Making your own sauce is crazy easy. Prego? Ragu? Imposters. They use cheaper ingredients with less natural flavor, and then add sugar. Its totally not needed, and homemade sauce takes like 15 minutes or less to prepare. Like the idea of no prep meals? Triple the recipe. Freeze or can the rest. If canned with the proper technique your pasta sauce will be good for about 6 months.
Change the sauce to a creamy-based one by using plain fat free yogurt (try my take on the Turkish shishbarak), or make a pesto.
If you're looking for something more bespoke, and you're already saucy enough, keep your pasta dry and add some grilled or roasted vegetables.
In line with what I do for #bespokenutritionconsulting, you can even puree some bell peppers, cauliflower, or mushrooms with your tomato sauce if you need to sneak in some extra veggies to your kids' meals.

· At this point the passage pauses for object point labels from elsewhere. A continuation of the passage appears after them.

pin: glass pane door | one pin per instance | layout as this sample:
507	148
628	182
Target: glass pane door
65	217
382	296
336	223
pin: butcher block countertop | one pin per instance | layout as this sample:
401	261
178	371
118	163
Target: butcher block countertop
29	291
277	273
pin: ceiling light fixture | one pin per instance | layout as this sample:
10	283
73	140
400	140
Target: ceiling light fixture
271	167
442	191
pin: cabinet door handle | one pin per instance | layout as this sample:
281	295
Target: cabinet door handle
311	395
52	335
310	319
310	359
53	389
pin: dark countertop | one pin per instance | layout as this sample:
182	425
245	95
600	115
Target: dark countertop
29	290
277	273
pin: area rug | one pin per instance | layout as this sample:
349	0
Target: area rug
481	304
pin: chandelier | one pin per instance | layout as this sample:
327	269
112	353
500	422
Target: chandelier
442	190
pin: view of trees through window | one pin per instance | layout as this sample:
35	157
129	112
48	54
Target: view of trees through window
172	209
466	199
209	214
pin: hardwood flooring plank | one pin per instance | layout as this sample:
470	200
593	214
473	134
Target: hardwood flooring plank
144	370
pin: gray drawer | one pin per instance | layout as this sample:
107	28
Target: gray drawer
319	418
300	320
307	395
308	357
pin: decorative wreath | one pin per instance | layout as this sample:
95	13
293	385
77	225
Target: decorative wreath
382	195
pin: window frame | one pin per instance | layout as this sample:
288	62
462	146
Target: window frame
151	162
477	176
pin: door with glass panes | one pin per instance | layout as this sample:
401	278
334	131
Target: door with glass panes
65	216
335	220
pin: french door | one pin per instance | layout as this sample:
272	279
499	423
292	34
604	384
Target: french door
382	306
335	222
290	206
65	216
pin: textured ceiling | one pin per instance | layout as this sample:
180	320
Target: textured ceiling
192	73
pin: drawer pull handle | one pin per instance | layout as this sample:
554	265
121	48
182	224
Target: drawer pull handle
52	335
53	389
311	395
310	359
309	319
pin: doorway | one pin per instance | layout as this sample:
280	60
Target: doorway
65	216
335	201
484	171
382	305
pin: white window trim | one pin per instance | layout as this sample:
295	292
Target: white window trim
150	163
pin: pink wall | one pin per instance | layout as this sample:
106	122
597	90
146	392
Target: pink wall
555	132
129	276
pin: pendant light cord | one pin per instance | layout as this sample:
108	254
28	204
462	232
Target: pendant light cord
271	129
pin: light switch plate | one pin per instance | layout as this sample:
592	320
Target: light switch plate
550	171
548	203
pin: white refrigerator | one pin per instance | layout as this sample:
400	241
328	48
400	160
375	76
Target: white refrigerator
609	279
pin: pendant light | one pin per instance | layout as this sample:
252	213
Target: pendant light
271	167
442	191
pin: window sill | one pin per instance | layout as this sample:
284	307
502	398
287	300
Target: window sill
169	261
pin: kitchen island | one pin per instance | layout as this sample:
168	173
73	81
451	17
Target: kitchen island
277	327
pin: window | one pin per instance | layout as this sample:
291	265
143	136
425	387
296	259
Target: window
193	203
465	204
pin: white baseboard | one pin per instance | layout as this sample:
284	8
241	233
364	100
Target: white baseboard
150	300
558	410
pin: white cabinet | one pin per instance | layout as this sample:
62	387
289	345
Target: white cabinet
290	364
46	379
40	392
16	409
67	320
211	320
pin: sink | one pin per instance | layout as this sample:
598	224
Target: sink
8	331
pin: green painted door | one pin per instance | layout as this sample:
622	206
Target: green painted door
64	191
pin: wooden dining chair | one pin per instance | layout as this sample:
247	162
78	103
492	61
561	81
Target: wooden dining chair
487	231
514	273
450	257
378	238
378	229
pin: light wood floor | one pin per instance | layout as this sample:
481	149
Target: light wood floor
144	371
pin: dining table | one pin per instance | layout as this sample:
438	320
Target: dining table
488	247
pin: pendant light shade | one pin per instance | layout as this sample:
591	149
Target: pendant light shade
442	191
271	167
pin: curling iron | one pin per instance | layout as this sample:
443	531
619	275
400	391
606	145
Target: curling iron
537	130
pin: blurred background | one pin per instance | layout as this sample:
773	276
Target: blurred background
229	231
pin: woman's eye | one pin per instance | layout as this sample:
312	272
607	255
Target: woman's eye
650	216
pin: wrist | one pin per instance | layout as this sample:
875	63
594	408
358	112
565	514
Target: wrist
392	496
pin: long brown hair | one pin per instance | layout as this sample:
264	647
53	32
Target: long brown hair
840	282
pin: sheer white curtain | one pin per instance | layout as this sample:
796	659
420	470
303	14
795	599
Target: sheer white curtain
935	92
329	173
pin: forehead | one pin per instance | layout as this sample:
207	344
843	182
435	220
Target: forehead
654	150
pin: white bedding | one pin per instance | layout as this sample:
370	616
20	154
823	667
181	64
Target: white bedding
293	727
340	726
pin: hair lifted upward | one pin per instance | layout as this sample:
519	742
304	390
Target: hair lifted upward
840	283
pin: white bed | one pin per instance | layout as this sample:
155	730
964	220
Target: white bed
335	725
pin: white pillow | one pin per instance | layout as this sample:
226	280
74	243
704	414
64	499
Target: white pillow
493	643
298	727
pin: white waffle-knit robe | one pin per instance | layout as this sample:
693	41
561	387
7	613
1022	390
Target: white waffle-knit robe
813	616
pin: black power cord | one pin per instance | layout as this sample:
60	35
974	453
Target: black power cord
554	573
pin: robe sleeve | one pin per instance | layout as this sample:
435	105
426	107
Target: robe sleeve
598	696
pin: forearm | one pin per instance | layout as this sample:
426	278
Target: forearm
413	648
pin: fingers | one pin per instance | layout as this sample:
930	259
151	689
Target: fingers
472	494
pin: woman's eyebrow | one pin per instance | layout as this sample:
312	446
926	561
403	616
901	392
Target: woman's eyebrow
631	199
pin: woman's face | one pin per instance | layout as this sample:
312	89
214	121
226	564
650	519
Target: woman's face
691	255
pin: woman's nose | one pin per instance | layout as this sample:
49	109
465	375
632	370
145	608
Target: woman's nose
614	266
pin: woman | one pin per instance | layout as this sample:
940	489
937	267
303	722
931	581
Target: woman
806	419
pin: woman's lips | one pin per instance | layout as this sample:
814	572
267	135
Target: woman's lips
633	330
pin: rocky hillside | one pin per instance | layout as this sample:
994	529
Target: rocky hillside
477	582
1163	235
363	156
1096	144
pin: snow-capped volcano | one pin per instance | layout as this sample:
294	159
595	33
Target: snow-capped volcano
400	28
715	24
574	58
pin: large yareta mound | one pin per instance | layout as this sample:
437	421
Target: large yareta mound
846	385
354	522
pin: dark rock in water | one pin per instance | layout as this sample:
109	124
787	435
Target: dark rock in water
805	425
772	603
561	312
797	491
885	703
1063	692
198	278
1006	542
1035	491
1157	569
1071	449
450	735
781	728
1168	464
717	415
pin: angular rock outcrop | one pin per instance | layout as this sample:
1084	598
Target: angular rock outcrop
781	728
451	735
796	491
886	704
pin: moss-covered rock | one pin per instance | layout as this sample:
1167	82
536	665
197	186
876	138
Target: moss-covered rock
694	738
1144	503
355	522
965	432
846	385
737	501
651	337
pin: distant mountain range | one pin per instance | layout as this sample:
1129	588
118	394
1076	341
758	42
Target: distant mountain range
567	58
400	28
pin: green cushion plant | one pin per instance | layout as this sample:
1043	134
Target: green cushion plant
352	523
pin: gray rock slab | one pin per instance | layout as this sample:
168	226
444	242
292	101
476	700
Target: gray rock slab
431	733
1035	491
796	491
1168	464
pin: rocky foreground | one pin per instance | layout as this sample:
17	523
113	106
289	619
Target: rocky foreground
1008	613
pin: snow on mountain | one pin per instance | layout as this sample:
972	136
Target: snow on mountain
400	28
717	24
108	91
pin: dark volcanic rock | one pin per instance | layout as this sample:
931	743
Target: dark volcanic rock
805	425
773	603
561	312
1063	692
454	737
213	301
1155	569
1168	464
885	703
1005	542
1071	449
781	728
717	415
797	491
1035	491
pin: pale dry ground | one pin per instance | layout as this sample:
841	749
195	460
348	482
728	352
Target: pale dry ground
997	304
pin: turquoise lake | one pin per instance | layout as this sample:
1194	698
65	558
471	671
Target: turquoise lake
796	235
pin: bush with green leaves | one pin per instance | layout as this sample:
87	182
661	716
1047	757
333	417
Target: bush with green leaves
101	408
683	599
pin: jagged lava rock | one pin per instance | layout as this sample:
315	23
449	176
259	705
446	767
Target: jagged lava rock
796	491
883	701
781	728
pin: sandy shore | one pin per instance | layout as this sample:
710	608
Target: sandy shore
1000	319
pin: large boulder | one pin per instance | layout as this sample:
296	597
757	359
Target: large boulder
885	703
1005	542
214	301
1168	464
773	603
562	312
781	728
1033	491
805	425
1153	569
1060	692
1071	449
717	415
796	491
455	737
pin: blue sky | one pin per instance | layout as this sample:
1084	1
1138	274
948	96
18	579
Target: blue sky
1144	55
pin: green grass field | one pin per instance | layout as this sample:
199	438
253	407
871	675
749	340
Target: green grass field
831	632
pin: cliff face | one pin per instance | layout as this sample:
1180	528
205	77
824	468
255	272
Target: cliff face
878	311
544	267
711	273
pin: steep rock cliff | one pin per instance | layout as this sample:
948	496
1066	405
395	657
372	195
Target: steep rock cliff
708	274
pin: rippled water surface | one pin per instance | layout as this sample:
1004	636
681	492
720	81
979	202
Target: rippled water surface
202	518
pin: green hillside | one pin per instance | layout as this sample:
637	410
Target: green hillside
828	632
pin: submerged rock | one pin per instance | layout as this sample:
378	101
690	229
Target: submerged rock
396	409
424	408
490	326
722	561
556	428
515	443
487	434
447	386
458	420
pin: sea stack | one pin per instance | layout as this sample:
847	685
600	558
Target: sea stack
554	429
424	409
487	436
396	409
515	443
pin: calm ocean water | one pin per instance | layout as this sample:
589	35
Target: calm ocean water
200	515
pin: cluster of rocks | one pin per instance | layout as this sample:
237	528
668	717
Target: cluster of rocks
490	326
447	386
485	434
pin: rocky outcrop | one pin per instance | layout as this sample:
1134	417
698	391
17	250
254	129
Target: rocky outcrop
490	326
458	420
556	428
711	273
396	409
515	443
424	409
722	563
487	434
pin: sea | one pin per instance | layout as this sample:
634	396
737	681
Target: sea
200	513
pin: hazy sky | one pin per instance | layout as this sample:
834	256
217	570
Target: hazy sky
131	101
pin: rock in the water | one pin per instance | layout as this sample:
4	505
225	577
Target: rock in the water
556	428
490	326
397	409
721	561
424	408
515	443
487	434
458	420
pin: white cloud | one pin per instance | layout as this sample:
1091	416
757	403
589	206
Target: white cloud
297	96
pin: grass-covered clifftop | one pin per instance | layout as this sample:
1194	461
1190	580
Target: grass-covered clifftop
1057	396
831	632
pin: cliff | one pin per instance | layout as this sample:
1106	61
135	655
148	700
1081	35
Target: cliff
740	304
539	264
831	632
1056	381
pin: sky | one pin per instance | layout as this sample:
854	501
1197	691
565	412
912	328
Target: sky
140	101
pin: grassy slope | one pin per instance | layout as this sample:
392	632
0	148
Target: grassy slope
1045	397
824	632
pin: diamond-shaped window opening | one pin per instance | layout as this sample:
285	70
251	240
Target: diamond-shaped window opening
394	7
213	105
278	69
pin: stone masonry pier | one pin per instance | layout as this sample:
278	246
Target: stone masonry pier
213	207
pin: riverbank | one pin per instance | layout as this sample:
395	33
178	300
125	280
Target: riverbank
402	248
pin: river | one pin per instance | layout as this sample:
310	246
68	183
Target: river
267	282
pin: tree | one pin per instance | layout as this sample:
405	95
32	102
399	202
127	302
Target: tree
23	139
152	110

Tip: for an extra burst of flavor, try pre-roasting or grilling your tomatoes mushrooms, or other veggies before making them into sauce.
Go ahead tonight and embrace your inner Italian. Join the #pastaholics in our quest for the perfect, yet healthy food coma.
Homemade Pasta Sauce:
4 pounds of tomatoes chopped
garlic cloves, minced
2 bay leaves
2 chilies, sliced and sauteed (optional)
salt and pepper to taste
Puree the chopped tomatoes. Put them on to simmer on a medium heat.
Add your choice of spices-- oregano, garlic, basil, and bay leaves are the quintessential ones.
Simmer uncovered for 15-30 minutes or until the tomato sauce reduces to the consistency you prefer.